Sunday, November 11, 2018

concert review: Henry Kramer, piano

The smoke from the Camp Fire - which is 200 miles away, but brought visibility down to about a mile here on Saturday - has slowly begun to clear, and I ventured down to the Trianon in San Jose on Sunday afternoon for a piano recital sponsored by the Steinway Society, having chosen it for the interesting repertoire.

The young pianist, Henry Kramer, was jacketless and wore a high-collared white shirt with too-long sleeves. At first I was inclined to think of his playing style as heavy, but then I realized that his clean and emphatic articulation was overshadowing the lightness he could bring to filigree passages by Debussy or Liszt, and that it would be more accurate to describe his style as thick and full.

The virtuosity here was demonstrated when he got to "Clair de lune" in Debussy's Suite bergamasque. The sound was remarkably, and consistently, light and hazy despite the clarity of the touch. Though each note was distinct, the feel was entirely impressionistic.
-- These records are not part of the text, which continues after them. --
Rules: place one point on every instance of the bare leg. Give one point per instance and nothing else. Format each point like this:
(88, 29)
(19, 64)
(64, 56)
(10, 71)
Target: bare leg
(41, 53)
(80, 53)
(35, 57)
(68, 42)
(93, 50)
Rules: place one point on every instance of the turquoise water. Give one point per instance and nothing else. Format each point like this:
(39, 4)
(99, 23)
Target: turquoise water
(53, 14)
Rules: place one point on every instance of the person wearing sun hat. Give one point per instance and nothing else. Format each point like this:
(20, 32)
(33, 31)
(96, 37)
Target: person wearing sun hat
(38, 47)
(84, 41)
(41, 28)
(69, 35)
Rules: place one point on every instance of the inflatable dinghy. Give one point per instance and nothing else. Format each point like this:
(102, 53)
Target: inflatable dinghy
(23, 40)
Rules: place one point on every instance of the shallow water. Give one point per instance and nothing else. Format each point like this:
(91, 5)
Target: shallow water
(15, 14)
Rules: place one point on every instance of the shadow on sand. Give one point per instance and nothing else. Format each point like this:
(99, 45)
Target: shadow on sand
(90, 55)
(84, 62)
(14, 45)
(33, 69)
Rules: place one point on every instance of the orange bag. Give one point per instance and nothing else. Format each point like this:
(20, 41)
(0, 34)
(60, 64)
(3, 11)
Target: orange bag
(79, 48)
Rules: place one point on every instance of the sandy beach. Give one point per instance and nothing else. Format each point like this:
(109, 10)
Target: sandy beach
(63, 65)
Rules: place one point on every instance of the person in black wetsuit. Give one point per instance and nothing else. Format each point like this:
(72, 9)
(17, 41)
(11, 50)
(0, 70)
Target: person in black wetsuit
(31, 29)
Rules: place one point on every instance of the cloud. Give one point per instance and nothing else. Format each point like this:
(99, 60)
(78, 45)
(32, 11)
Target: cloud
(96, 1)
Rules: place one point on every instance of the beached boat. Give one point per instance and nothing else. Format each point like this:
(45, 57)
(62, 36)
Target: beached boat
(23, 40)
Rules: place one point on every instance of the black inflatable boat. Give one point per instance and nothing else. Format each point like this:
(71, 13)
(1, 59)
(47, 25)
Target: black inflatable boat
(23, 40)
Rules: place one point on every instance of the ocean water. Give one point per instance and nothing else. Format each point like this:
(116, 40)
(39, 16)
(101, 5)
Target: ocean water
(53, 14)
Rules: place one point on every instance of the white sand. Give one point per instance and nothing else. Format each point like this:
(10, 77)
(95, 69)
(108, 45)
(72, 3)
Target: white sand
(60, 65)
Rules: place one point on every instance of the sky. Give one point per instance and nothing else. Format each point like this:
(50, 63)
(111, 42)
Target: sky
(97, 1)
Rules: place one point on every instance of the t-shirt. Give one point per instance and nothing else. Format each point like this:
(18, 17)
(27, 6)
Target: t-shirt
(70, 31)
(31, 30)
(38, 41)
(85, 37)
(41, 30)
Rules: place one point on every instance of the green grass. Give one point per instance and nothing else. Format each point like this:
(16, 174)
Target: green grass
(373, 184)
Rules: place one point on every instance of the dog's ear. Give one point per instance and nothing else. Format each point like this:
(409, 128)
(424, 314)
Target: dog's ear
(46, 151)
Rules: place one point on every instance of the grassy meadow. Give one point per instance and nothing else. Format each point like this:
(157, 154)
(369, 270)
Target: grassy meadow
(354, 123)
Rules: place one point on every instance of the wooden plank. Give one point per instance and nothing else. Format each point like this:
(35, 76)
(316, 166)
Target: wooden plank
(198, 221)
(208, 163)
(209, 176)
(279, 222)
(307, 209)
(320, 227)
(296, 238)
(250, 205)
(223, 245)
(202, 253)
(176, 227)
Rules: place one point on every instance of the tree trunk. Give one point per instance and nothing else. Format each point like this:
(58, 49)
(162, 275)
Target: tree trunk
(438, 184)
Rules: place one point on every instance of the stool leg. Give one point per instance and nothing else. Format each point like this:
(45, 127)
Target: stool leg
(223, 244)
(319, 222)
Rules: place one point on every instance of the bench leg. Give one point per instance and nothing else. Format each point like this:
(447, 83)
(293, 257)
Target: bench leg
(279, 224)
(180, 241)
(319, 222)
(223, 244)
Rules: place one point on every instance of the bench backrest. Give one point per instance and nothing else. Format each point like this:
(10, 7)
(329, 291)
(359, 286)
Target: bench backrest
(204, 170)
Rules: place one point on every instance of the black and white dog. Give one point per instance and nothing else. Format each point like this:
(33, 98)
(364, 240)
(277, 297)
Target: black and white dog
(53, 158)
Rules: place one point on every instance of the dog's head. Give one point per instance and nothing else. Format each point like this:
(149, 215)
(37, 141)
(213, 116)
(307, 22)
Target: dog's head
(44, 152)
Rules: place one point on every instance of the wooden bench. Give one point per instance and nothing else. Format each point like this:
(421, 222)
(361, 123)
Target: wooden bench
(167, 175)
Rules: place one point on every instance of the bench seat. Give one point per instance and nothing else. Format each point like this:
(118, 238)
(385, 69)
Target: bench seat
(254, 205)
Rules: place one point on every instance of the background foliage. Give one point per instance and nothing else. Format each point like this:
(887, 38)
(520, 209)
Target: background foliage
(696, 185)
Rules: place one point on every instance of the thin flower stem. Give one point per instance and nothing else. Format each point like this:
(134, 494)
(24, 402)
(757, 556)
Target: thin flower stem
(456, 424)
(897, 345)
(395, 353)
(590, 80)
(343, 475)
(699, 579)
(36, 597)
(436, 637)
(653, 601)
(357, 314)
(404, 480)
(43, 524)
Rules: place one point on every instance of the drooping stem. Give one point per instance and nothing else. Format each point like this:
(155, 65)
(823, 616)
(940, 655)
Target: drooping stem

Elsewhere in the suite, and in the far more harmonically murky L'isle joyeuse, Kramer made the most of Debussy's occasional excursions into rhythmic melodism. That's the inevitable, and highly welcome, result of his emphasis on articulation.

Another large portion of the program was given over to Liszt: late Liszt, pieces you rarely hear: transcriptions of two orchestral pieces from his enormous oratorio Christus, a cradle song and the march of the Three Kings. The former was a quiet piece filled with shining light, and the latter jutted formally until succeeded by a more rhapsodic middle section and ending with big shifting chords.

There was also a piece by Scriabin, played straight, as far as I could tell, without the rhythmic irregularity which tends to bring this composer alive for me. That would be alien to Kramer's performing style. The program said the piece was the Sonata No. 2, but I think it was probably something else. (I'm not a Scriabin expert by any means.)

But the music I was really there to hear was Schubert's Wanderer Fantasy, a favorite piece that received about as clearly-shaped and finely-chiseled a performance as it's ever likely to get. Had Kramer put out road signs, he could not have communicated the shape and direction of this music any more clearly. His ability to play loud and dramatic passages forcefully yet without distortion or abandon, then turn the same controlled style to softer and gentler ends in other passages, assisted but did not fully explain his command over this large meandering work's form. The thunderous conclusion wrapped the concert up with a bang.